Sales of Campbell Soup Co.'s Pepperidge Farm unit rose 16% to $130 million for its premium Distinctive Cookies and McKee Foods' Little Debbie Fudge Covered cookies rose almost 5% during the 52 weeks ended May 16, a time period in which the overall category declined 4% and almost all of the big Nabisco and Kellogg-owned Keebler brands fell sharply, according to Information Resources.
"What we're finding even in the midst of low-carb mania is that people still have a need for indulgence," says Maureen Linder, VP-adult snacks for Pepperidge Farm. Ms. Linder points to the unit's launch of more convenient mini versions of its Distinctive Cookies as a big success driver. "Minis," she says, "offer a small indulgence anytime, anywhere."
Pepperidge Farm has been aided by a new umbrella campaign it launched last year featuring a new animated spokescharacter referred to internally as O. Howie Bakem. That campaign, from WPP Group's Young & Rubicam, New York, seeks "to make sure Pepperidge Farm is a special product [consu-mers feel] they can have every day," she says.
Like Pepperidge Farm, Mars Inc.'s Masterfoods USA is counting on consumers' continued interest in indulgence to grow its still-small entry in the category, Cookies &, cookie bars that features popular Masterfoods confections such as M&M's and Snickers.
Margaret Asselin-Woods, senior brand manager for cookies at Masterfoods, cites lack of innovation in the cookie category as the reason it hasn't been as strong as in years past. Sales figures show double-digit declines and a mere $35 million in sales during the period ended May 16 for Cookies &, which debuted in August 2002. Still, Ms. Asselin-Woods is counting on a new ad campaign playing up the "naughtiness" of the cookie/candy combo and new tray packs (versus individually-wrapped bars) to pick up the pace. The new campaign for Cookies &, which kicked off in early June from Grey Global Group's Grey Worldwide, New York, humorously shows the lengths to which cookie lovers will go for treats that are, as the new tagline asserts, "a little cookie, a little candy, a little naughty ... and a little naughty is fun."
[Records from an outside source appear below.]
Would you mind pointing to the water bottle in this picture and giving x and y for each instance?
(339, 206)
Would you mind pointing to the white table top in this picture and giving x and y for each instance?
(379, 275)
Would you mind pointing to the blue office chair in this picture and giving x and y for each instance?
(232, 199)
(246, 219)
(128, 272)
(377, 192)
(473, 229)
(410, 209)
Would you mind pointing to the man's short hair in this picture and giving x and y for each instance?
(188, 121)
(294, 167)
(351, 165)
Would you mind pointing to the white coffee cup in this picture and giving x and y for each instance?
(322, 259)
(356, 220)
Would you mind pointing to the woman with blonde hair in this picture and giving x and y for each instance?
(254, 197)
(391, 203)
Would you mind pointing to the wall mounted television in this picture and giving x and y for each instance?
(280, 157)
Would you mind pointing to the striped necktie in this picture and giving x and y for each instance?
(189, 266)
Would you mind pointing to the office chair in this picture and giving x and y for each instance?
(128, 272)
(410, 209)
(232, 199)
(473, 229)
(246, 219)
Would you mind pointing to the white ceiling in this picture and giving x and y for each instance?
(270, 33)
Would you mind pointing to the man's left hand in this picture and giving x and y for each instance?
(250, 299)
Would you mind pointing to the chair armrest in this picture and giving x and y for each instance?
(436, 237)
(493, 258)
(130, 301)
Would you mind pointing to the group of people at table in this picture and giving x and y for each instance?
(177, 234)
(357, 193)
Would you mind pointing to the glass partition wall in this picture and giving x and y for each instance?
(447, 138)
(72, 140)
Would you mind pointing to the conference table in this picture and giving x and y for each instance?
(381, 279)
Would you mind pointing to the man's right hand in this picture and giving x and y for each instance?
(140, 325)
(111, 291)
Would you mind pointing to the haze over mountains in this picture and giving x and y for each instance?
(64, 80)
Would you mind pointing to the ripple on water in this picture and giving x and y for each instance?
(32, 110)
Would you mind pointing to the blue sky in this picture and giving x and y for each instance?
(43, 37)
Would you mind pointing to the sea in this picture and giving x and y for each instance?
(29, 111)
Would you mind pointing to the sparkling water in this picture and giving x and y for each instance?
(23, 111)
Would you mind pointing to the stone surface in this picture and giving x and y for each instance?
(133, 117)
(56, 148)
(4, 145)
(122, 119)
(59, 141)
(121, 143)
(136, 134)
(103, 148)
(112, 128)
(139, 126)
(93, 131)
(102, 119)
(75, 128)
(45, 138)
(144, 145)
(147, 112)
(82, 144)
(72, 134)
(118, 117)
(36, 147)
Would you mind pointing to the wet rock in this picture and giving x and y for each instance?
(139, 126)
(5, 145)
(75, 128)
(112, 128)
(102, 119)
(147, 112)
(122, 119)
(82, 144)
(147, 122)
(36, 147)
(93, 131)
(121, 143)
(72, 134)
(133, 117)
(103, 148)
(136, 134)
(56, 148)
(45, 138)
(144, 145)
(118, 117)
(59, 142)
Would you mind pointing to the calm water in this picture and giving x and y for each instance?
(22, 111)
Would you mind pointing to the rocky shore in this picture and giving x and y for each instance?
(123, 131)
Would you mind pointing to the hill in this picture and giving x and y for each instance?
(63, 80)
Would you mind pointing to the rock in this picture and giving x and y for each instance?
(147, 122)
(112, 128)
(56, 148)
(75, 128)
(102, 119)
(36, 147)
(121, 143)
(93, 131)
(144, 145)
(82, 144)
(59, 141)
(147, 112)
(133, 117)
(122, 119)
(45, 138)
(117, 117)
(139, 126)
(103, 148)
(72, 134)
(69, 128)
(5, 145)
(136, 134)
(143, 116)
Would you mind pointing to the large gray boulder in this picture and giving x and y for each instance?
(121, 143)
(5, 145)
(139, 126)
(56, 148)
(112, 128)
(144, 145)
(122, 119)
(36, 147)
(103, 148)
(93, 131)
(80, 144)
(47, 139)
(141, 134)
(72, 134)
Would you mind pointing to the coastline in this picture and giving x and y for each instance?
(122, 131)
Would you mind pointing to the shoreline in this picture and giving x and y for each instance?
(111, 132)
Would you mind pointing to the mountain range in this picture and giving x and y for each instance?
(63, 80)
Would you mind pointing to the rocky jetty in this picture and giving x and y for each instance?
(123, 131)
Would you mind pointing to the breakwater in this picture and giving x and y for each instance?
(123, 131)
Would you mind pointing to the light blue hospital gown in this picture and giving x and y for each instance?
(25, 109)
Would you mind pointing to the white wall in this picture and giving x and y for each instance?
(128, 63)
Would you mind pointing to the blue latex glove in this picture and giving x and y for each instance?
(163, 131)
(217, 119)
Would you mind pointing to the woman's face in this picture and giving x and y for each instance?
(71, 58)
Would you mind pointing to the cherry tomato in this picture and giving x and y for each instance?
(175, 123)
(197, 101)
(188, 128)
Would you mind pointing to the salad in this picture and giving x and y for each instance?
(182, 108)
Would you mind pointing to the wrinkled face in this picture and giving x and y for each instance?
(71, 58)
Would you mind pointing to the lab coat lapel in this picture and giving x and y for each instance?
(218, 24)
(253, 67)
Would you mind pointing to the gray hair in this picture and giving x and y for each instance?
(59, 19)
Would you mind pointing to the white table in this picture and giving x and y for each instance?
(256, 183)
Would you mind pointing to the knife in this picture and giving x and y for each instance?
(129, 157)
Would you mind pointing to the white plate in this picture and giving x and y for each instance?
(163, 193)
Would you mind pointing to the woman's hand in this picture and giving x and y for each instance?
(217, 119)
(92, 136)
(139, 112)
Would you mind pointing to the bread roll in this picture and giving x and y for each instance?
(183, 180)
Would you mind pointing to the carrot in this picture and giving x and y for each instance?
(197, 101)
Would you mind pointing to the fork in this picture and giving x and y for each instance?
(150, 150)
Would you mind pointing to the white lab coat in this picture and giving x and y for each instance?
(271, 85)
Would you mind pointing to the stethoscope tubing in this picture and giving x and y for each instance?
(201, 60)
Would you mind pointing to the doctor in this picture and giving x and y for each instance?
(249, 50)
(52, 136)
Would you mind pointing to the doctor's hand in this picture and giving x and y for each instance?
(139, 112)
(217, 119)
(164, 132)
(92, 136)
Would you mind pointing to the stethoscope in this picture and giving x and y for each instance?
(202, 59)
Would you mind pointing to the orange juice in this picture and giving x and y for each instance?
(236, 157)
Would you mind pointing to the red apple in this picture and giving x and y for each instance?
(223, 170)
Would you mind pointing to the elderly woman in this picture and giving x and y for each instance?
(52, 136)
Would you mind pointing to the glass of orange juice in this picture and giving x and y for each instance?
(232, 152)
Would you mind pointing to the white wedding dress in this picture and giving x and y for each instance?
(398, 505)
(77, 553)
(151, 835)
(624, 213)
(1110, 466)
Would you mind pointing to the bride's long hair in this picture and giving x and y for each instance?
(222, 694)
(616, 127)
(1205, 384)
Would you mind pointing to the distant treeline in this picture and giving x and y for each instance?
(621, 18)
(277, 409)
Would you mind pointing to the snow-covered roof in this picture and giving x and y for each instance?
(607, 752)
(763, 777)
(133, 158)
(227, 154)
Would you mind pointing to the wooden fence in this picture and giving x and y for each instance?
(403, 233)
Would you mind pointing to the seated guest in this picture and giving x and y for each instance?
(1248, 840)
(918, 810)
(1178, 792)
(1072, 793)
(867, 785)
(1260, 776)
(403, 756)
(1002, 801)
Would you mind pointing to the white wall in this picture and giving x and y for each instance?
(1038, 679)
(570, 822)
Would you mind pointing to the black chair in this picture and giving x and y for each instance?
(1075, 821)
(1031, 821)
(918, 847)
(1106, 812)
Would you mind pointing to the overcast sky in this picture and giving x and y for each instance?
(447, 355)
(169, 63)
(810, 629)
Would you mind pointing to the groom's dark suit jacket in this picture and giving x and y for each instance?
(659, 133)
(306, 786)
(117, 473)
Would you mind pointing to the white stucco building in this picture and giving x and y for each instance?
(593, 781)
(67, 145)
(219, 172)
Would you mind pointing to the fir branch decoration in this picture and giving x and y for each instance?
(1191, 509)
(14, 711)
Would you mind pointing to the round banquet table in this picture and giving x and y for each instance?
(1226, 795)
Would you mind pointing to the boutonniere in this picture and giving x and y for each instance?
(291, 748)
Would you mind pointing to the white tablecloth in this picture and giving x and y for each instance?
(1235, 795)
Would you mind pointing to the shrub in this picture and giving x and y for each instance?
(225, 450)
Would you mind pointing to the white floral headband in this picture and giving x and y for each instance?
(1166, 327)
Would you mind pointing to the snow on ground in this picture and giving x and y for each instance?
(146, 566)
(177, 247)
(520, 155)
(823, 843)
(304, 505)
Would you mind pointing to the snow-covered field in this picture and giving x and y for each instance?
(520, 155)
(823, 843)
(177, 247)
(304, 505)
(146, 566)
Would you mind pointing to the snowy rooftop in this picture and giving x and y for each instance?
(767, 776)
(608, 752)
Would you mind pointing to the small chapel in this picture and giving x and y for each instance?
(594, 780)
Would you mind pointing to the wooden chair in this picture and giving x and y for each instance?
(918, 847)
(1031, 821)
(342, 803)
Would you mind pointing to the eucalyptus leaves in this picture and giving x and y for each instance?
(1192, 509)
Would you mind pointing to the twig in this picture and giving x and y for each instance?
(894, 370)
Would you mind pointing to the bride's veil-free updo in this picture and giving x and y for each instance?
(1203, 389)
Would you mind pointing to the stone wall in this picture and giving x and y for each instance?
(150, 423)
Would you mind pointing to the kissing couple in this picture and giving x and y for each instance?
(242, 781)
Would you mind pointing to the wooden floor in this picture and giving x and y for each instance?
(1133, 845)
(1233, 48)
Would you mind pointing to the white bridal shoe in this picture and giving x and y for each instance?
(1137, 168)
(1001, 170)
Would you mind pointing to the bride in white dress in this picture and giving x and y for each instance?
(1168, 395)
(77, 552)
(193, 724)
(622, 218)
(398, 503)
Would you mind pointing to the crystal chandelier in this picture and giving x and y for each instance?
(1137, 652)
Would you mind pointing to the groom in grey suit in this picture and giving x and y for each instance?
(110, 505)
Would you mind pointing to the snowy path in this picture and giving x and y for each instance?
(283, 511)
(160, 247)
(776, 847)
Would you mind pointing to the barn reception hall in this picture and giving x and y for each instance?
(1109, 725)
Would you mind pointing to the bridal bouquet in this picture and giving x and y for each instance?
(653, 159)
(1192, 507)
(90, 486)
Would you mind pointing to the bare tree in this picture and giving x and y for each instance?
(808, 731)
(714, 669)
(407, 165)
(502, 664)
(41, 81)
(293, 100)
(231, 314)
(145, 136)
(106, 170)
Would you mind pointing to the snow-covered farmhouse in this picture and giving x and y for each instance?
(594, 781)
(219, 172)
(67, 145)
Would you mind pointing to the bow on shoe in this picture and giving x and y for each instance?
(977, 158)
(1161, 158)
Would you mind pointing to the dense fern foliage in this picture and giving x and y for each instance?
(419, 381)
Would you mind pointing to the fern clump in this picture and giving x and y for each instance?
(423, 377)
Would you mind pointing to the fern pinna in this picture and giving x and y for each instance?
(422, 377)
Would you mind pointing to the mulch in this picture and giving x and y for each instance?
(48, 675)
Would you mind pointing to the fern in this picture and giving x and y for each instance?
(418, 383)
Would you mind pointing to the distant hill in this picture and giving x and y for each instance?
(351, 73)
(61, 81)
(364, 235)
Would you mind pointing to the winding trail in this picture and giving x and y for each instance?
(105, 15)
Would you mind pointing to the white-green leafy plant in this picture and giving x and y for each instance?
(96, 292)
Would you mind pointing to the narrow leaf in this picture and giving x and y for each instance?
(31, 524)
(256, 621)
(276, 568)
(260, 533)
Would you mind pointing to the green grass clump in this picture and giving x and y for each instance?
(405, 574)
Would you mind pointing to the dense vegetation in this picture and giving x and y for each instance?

Naughtiness is certainly not what the leading players are touting. The biggest news that Kraft is playing up for its $1 billion-plus portfolio of Nabisco cookies seems to be on the healthy front, efforts its CEO Roger Deromedi recently pointed out in a company statement are "part of a broader societal response to growing health and wellness concerns, including obesity."
Oreo, its leading trademark, saw sales drop 9% to $453 million for the year ended May 16, according to IRI, and Kraft is banking on new Reduced Fat Oreos and trans-fat-free Oreo Thin Crisps, which it will offer in pre-portioned 100 Calorie Packs, to turn the tide. Kraft is also pushing a new line of low-carb CarbWell cookies as well as a new low-fat Newton bar.
Kellogg is likewise focusing on better-for-you as it tries to lift lagging sales of its Keebler cookies. Its biggest trademark, Chips Deluxe, which were down almost 15% to $115 million in the period ended May 16, recently was extended with a line of low-carb Carb Sensible cookies.
And while Ms. Linder wouldn't totally rule out a low-carb offering from Pepperidge Farm, she says, "we have to make sure we deliver a product that meets people's expectations." After all, it is a cookie.